Superior strategy to quantify many transcripts in a single cell is to perform RT on the total amount of extracted material and then preamplify the cDNA produced. Although several preamplification strategies have been described in literature, for single-cell profiling, the preferred method is target-specific multiplex PCR. The purpose of the preamplification (also known as PreAmp or target specific amplification) is to multiply the number of copies of the targeted transcripts such that the sample can be aliquoted for singleplex PCR without introducing serious sampling ambiguity. Critical, of course, is that the preamplification step itself does not introduce substantial variation or bias. It is well known that multiplex PCR is a highly complex reaction, where the simultaneous amplifications of the large number of targets may interfere. As amplicons from the most abundant target accumulate, their continued amplification consumes large amounts of reagents, which are depleted, compromising the PCR efficiencies and introducing bias. To avoid the depletion of reagents, preamplification should be run a limited number of cycles such that high level of any amplicon is avoided. Also, high-abundant targets, such as ribosomal RNAs, should not be included in the preamplification.
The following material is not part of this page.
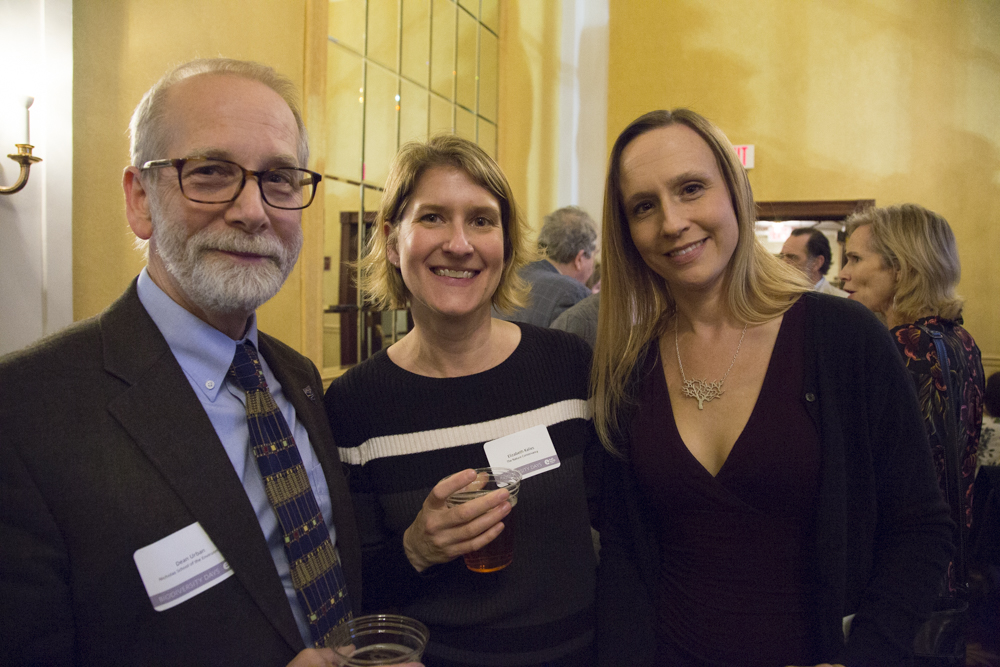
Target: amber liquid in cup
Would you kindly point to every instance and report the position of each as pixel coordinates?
(499, 553)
Most critical for successful preamplification is to use highly optimized qPCR assays. We typically aim to reach PCR efficiencies of ≥90% with high reproducibility (i.e., low random noise, also reflected by a narrow confidence interval of the estimated PCR efficiency). Many off-the-shelf assays offered commercially do not meet these criteria although they may perform satisfactory based on the criteria set up by the supplier. It is therefore advisable for designing our own assays, or order customized assays for high-performance qPCR by specialized providers. Using probe-based assays is an advantage since they usually perform better, and signals from aberrant products are suppressed. The probes are only used in the downstream qPCR; in the preamplification, they are left out or ignored. Nested designs can be used, which have the advantage that primer–dimer products formed during preamplification will not be amplified by the inner primers used in the downstream singleplex qPCRs. Another design strategy that may improve preamplification performance is to design all primers with 3′-termini that cannot interact in any combination; for example, all primers ending with either A-3′ or C-3′ Citation[29]. It has also been suggested to treat the preamplified cDNA with Exonuclease I to remove unincorporated primers before proceeding with the singleplex qPCR Citation[29].
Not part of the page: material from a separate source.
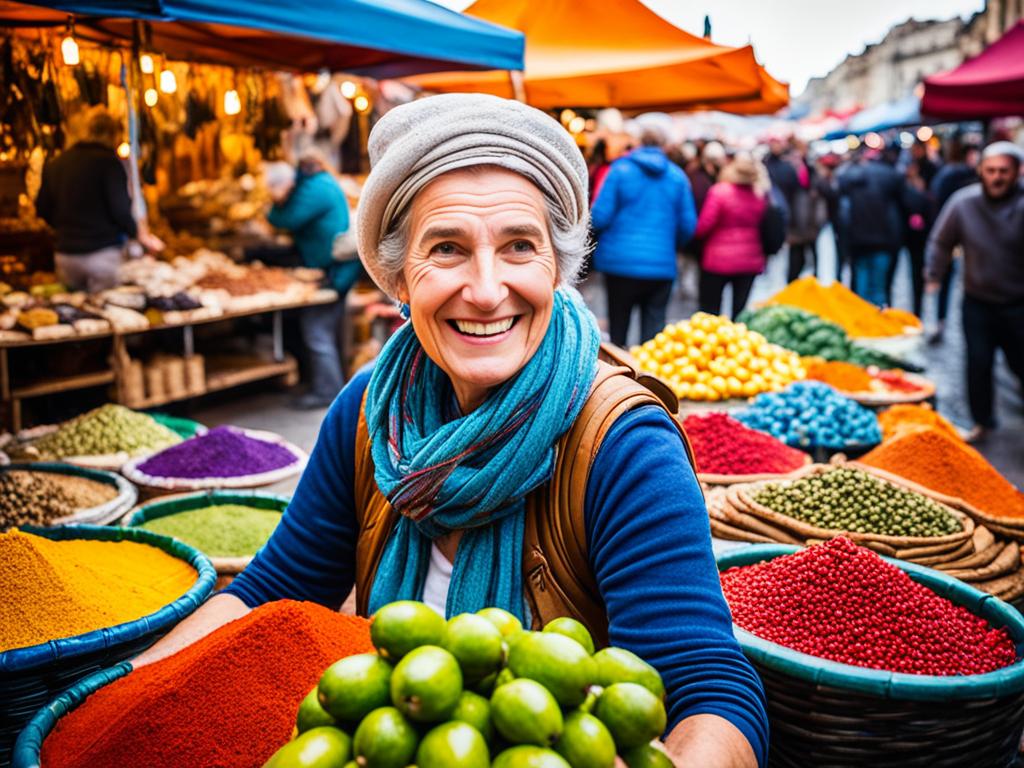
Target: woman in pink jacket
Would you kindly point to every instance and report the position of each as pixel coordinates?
(729, 225)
The number of preamplification cycles needed depends on the downstream qPCR platform used and is mainly determined by its reaction volume. It also depends on the initial cDNA/DNA concentration, which may vary across cell types, but is primarily determined by the various dilution factors and volumes transferred in the workflow: the amount of mRNA transferred into RT; the fraction of the cDNA used for preamplification and the fraction of the preamplified cDNA transferred into each singleplex qPCR. If the preamplified material is divided into 96 singleplex qPCRs, then one more amplification cycle is needed than if it is divided into 48 aliquots only. Since the amount of preamplified material loaded onto the qPCR platform is small, then it is advantageous to keep reaction volumes down and concentrations high. This requires using reagents that are compatible. The direct lysis reagent may inhibit RT, and the cDNA reaction mix may inhibit PCR. Some suppliers have started to provide five-times reverse transcriptase reagents which have the advantage that a smaller volume is added compared with when using the traditional two-times mix.
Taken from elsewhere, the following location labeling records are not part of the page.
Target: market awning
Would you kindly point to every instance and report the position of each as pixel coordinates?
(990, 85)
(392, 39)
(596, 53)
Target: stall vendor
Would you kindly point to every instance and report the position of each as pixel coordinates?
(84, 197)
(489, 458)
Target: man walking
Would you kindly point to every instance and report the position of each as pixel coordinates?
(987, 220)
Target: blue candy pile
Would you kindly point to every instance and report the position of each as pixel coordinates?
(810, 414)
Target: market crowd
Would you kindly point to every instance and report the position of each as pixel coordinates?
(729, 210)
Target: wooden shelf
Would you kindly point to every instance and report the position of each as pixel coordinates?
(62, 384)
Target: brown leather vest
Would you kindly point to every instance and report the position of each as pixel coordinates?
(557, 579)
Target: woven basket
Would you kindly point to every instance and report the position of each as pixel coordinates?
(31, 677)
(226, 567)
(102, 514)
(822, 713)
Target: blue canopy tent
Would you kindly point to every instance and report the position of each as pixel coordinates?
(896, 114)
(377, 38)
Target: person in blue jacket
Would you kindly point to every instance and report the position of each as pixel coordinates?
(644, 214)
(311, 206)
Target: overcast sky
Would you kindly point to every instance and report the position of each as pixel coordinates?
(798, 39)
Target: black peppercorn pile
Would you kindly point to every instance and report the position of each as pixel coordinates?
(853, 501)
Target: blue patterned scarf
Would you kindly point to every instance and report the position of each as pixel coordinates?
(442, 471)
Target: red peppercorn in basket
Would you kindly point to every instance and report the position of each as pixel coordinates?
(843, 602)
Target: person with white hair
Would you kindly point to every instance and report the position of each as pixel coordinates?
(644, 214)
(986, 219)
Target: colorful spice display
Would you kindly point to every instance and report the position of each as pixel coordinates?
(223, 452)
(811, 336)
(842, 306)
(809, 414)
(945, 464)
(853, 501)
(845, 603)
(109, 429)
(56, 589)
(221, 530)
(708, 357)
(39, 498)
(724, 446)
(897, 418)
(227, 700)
Among the current high-throughput platforms, smallest reaction volume (6.75 nl) is used in the BioMark 96.96 dynamic arrays (for comparison of reaction volumes in high-throughput qPCR platforms, Citation[30],). Out of this, about 40% originates from the preamplification mix; rest is added reagents, primers and reaction/loading buffers. Using 50 µl preamplification, Fluidigm recommends 18 cycles preamplification for single-cell profiling (and 14 cycles for conventional profiling). This is minimum and often suboptimum. If the cell contained a single mRNA molecule that indeed is reverse transcribed into a cDNA molecule, then 18 cycles of preamplification, assuming 100% PCR efficiency, produces 217 = 131,000 copies (since cDNA is single stranded, the first PCR cycle does not amplify; it produces double-stranded cDNA, Citation[25],). This gives an average of (0.4 × 0.00675/50) × 131,000 = 7 target amplicons per reaction chamber. An average of 7 is associated with substantial SD . In practice, it is worse because preamplification PCR efficiencies are not close to 100%. Rather, they are in the best case around 90% assuming that the assays are well designed for the purpose, and more often around 80% if less optimized assays are used. With 80% efficiency, there is an average of only (0.4 × 0.00675/50) × (1 + 0.8)17 ≈ 1 target amplicon per reaction chamber, which is even below the LoD at 95% CI. With assays having an efficiency of 90%, an average of three target amplicons per reaction chamber is obtained from a single template cDNA, which is just at the LoD. Hence, a single target molecule in the cell will generally be detected with 18 cycles preamplification using a highly optimized assay, but the precision in the quantification will be poor. Precision can be improved by reducing the preamplification volume and running few more preamplification cycles. Using 20 µl reaction volume and preamplifying for 20 cycles, a single target cDNA produces an average of (0.4 × 0.00675/20) × (1 + 0.9)19 ≈ 27 target amplicons per reaction chamber, which is reliably detected and readily quantified with high precision . The OpenArray from Life Technologies uses reaction volumes of 33 nl, and 18 cycles in 50 µl preamplification are sufficient to quantify down to a single copy with high precision. The WaferGen SmartChip uses 100 nl and the Roche LC1536 uses 500–2000 nl reaction volumes and require even less extensive preamplification.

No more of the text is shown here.